# expanding foam to stop carpenter bees



## joecaption

That would be a big mistake.
That siding have to be able to move.
Any foam that over fills the gap is going to run down the siding and be impossible to get off.


----------



## Bud Cline

You will be moving building components you don't want to move and making messes you won't be able to deal with.

I'd stay with the exterminator.


----------



## nikeman

This is why I ask before I do. They have pest control expanding foam at home depot which seemed like a perfect solution. I feel like the exterminator will be a never ending cycle because bees come back to the same place every year. The first treatment was free and it obviously helped a lot. He said if they come back that a better treatment could be done for $100. He's my brother in law which is why it was free.


----------



## Bud Cline

nikeman said:


> This is why I ask before I do. They have pest control expanding foam at home depot which seemed like a perfect solution. I feel like the exterminator will be a never ending cycle because bees come back to the same place every year. The first treatment was free and it obviously helped a lot. He said if they come back that a better treatment could be done for $100. He's my brother in law which is why it was free.


Why do you need your brother-n-law? You can do the job yourself and save yourself $93.


----------



## del schisler

nikeman said:


> We have a carpenter bee issue at our house and have for the past few years. We had an exterminator buddy come out and he dusted for free and it drastically dropped the number of bees but they are still around. They get in around the windows and along the edge of the roof where the metal is bent around the trim. They go between the trim and the house and I assume found some wood to drill in to up in there.
> 
> Can I spray some expanding foam along the gap? Would this hurt the house at all? Would the bees drill through that too to get back to the wood? I'm talking about the stuff that expands and hardens. Not sure what it's actually called.

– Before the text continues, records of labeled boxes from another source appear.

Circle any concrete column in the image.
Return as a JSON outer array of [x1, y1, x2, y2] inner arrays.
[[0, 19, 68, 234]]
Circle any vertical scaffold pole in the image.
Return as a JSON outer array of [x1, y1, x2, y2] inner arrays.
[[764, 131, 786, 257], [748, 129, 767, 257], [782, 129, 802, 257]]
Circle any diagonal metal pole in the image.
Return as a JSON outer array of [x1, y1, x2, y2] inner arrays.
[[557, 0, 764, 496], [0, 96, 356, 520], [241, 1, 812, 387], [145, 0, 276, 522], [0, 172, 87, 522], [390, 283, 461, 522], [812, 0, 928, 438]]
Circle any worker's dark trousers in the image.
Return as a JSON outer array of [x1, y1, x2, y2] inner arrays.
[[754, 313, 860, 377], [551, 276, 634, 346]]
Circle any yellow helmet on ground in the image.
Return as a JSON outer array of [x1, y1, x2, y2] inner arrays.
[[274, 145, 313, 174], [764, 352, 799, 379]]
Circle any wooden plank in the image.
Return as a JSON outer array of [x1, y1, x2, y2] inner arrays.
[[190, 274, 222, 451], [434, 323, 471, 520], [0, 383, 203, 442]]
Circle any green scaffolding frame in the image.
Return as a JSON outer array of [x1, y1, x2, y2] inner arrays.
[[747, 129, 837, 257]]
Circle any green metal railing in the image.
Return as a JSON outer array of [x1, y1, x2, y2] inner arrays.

like the foam was already mention, i wouldn't use it , i had those bee's for a while back couple yrs ago, what i did was find the hole's and wait tell the eveing and take a 3/8 dowel rod and stick in the hole. i belive they nest at nite so you get then plug, now watch and see if you see some more holes and do the same thing, sence i done that no more bees around here cut the dowel rod flush with the hole to make it look better , stain to match ?


----------



## joecaption

Not going to work, del.
#1, he has vinyl siding.
#2, Carpenter bees lay there larvae in those holes, fill the hole and when the larvae hatch they just make another hole to get out.
That powder he used was likely Boric Acid, look on a bottle of "Roach Away" available in any Wal-Mart, Lowes, HD, ECT. It's 95% boric acid.

What's worked for me is just shooting in some wasp spray at the seam.
Just make sure the can says "nonstaining" right on the can.
Do not just stand on the ground and start spraying, need to get on the ladder and direct it right into the gap.
Rinse off any access on the face of the siding when done to play it safe.


----------



## nikeman

I would go out and put the dust up in each hold but the problem is I can't see the holes. I went up on my roof to get a close look in the gap but I just can't see holes. I can see bare 1x behind the aluminum trim but no holes. I even braved sticking my fingers in there around where I saw dust and yellow stuff on the siding and felt nothing. 

Last year I saw a huge bee that I assume was a queen coming out around my daughters bedroom window. When I'd bang on the siding I could hear buzzing inside. I have not noticed that this year but before my brother in law dusted there were baby bees getting in the house through our windows. They have small holes between the screen and glass at the bottom that are not blocked. I can stick a small stick in the hole and see it outside!!! I haven't had that problem anymore since he did his treatment.


----------



## hidden 1

I have same problem except they get behind the vinyl and go anywhere or get behind the gable area and its impossible to get right to where they bore without removing siding/gable .I even sprayed em with wasp spray and-get this carbarator cleaner too-didnt kill the things..is there a trap method that they may be attracted to like for other insects that trap them?


----------



## Bud Cline

There are wasp traps available. I have used pineapple juice (for bait) in them with good results.


----------



## wkearney99

Free exercise, get an old tennis racket and kill the bees. Swat, stomp, repeat.

That and one-way traps are often useful for them. Basically just a small bird house-like contraption with some angle holes and a catch bottle. The bees essentially crawl in and can't figure a good way to crawl back out. Like this:
http://www.amazon.com/gp/product/B0057XFIS4
or this:
http://www.instructables.com/id/Carpenter-Bee-Trap-Large-Version/


----------